Istanbul shaken, but gets back to business as usual

insta

One man worked as a Turkish translator and was escorting tourists back to the airport. One woman, an airport worker, was looking forward to her wedding in 10 days. There were taxi drivers and a customs officer. And there was a Turkish couple who worked together, and died together, in the suicide attack on Tuesday night at Istanbul Ataturk Airport that killed at least 41 people and wounded more than 200.

Details about the victims began trickling out on Wednesday. At least 23 of them were Turkish, according to a Turkish official who spoke on the condition of anonymity because he was not authorised to speak on the record about the attack.The victims reflected the cosmopolitan and international character of Istanbul, whose airport is among the world’s busiest, a hub for tens of millions of passengers each year connecting to Europe, West Asia, Africa and beyond. Among the victims were five Saudis, two Iraqis and one citizen each from China, Iran, Jordan, Tunisia, Ukraine and Uzbekistan, the Turkish official said.

Flights resume

Hours after the attack, a limited number of flights resumed and workers continued clearing debris and replacing shattered windows at the airport.Unlike in Brussels, where a terrorist attack in March closed the airport for days, Turkey appeared determined to get back to business as usual. On Wednesday morning, cars streamed into the airport’s international terminal, where the attack occurred.
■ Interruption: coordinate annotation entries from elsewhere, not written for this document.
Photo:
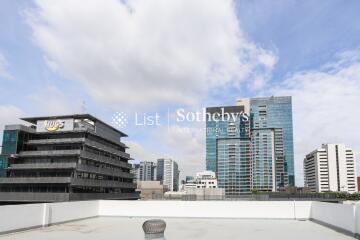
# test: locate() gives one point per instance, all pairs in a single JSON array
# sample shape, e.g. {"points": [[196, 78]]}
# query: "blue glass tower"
{"points": [[255, 152], [228, 148], [275, 114]]}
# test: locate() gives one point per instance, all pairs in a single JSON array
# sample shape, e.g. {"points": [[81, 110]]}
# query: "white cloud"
{"points": [[49, 100], [9, 115], [4, 73], [141, 53], [139, 153], [184, 145], [325, 106]]}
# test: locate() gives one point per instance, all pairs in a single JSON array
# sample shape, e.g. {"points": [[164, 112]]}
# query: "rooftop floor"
{"points": [[112, 228]]}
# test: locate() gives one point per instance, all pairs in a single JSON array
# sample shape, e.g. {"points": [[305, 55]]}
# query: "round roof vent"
{"points": [[154, 229]]}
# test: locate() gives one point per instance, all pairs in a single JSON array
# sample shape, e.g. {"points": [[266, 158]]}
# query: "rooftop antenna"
{"points": [[83, 107]]}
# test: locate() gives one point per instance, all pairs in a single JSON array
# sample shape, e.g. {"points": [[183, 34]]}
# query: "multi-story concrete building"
{"points": [[64, 158], [167, 172], [150, 190], [250, 145], [330, 168], [145, 171], [205, 179]]}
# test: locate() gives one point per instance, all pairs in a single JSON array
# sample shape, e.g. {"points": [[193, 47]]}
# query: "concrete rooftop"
{"points": [[112, 228]]}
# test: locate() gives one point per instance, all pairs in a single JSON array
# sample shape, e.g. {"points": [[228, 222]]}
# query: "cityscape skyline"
{"points": [[316, 64]]}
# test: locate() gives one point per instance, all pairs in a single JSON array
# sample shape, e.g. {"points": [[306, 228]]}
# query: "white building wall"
{"points": [[335, 169]]}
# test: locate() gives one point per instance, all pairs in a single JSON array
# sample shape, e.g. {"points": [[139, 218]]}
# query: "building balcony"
{"points": [[104, 159], [34, 180], [55, 141], [101, 183], [72, 152], [42, 166], [105, 148], [104, 171], [67, 180], [34, 197]]}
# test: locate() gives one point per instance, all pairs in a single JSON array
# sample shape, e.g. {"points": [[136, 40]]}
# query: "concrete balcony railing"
{"points": [[55, 141], [50, 153], [34, 197], [103, 196], [103, 159], [105, 148], [29, 180], [43, 166], [101, 183], [104, 171]]}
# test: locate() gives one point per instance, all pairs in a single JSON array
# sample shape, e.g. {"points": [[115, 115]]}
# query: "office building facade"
{"points": [[330, 168], [167, 172], [205, 179], [145, 171], [65, 158], [250, 145]]}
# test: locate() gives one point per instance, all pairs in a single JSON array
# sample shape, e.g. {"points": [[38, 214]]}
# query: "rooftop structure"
{"points": [[64, 158]]}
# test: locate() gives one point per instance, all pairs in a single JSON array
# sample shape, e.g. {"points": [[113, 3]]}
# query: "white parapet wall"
{"points": [[18, 217], [341, 216], [207, 209], [68, 211]]}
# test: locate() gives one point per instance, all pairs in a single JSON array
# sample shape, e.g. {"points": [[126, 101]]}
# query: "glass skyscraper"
{"points": [[253, 149]]}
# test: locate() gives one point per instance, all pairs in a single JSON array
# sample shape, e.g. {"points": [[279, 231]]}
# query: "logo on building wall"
{"points": [[54, 125]]}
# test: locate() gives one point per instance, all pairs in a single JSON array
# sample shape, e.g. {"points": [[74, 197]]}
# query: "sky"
{"points": [[149, 60]]}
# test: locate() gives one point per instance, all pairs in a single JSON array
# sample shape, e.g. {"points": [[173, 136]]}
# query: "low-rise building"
{"points": [[144, 171], [205, 179], [64, 158], [197, 194], [150, 190]]}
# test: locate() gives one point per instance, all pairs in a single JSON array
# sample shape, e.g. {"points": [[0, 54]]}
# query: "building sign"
{"points": [[55, 125]]}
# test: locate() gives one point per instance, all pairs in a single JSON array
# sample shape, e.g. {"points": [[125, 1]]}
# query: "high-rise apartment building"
{"points": [[330, 168], [250, 145], [64, 158], [145, 171], [167, 172]]}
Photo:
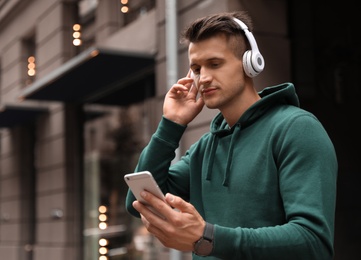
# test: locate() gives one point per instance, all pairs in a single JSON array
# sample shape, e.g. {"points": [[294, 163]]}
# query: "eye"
{"points": [[196, 71]]}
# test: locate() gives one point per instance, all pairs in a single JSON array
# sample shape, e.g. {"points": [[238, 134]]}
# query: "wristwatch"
{"points": [[204, 246]]}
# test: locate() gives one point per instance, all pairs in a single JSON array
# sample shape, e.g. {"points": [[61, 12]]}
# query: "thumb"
{"points": [[176, 202]]}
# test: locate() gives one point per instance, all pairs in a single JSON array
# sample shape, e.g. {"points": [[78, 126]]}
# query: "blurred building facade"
{"points": [[81, 90]]}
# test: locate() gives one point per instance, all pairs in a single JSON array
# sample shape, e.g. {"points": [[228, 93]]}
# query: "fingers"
{"points": [[179, 204]]}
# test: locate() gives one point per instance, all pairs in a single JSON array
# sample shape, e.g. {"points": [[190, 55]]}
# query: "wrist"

But traces of the blasts lingered: Police tape marked off the area of one of the explosions. Workers in yellow vests pounded long support bars into the concrete sidewalk, erecting a 7-foot high metal fence dividing the road from the airport entrance.An elderly woman, who said she was a refugee from Afghanistan, sat on gravel in the shade, near a pile of her belongings, and watched them. Passengers making their way through the first airport security check point on Wednesday seemed shaken.
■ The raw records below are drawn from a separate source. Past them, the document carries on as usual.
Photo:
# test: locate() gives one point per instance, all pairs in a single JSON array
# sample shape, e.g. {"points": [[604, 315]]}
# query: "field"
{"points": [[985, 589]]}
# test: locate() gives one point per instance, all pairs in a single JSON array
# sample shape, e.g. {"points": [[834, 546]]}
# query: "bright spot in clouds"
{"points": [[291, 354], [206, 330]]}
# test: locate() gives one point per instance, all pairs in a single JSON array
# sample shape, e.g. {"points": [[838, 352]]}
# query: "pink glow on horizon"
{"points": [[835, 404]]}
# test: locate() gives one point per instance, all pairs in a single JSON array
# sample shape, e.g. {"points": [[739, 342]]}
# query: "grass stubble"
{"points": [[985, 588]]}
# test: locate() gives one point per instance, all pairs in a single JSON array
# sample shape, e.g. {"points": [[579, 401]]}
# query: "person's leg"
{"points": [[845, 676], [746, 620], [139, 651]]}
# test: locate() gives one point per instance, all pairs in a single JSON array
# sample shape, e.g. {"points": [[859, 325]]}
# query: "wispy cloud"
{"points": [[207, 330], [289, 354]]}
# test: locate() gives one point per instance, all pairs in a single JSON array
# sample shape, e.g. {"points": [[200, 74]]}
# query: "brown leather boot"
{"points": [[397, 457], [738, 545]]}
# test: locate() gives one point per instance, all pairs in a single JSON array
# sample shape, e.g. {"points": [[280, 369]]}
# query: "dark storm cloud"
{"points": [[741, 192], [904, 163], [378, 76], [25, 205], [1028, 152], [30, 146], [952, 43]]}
“It was only God’s grace that separated us from the tragedies that happened here,” said Tanika Golota (26), a school counsellor from Chicago, who was holding her 1-year-old, Mila. The Golotas, on their way home from a vacation in Portugal with a layover in Istanbul, had left the airport just 40 minutes before the explosion. “You see it on TV and you know it happens, but we are naive to the fact that it could happen to us,” she said.